How instability in Yemen affects the U.S.

Flash Points: Why should the U.S. care about the instability in Yemen?

Instability in Yemen deepened Wednesday as President Abed Rabbo Mansour Hadi fled the country in a boat to escape the Shiite Houthi rebels whose increasing power forced him from office in January.

The collapse of the government already spelled bad news for the U.S., which benefitted from the fact that Hadi allowed the American military to conduct drone strikes there against al Qaeda in the Arabian Peninsula (AQAP). With Hadi gone, the last vestiges of his power also vanish and leave an uncertain future for U.S. security.

How Yemen's crisis will impact U.S. fight against terrorism

"We have a critical counterterrorism need in Yemen," said CBS News Senior National Security Analyst Juan Zarate. "Al Qaeda branch in the Arabian peninsula, the al Qaeda brand in Yemen, is still deemed by American counterterrorism officials as being the most lethal, most active in terms of going after the West."

In addition to the top al Qaeda bomb maker, the group has dedicated senior-level al Qaeda operatives running their western operations and control more and more territory because of the chaos there.

"That's a problem because you have a safe haven with a group committed to hitting the United States that now may fall under less pressure rather than more and without a U.S. presence on the ground working with Yemeni counterparts you have less pressure," Zarate said.

The other two problems are the spread of instability across the Gulf, which makes U.S. allies in the region nervous, and the fact that there is a proxy battle between Sunni Arab allies and the Iranian-backed Houthi rebels.

Shiite rebels seize Yemen's third largest city

AQAP is also ideologically aligned with the Islamic State of Iraq and Syria (ISIS), Zarate said, but strategically they are in still in competition for who will lead the global jihadi movement. In Yemen, they could end up competing for territory, movement, operatives and resources, which could benefit the U.S., but there is also a clear risk of them forming an alliance.

"We've to make sure that we at least keep an eye on and a picture on what's happening in Yemen in particular with Western plotting.
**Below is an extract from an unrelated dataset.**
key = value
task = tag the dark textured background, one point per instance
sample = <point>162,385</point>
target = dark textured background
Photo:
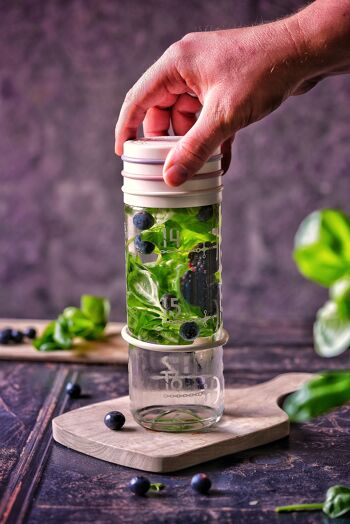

That takes deep intelligence work, that takes reliance on our allies in the region to get into these areas that al Qaeda is using to plot and to plan attacks and so keeping our eye on the ball is really important especially as al Qaeda and other actors shift," Zarate said.

An earlier version of this article incorrectly stated that the Houthi rebels are ideologically aligned with Al Qaeda in the Arabian Peninsula.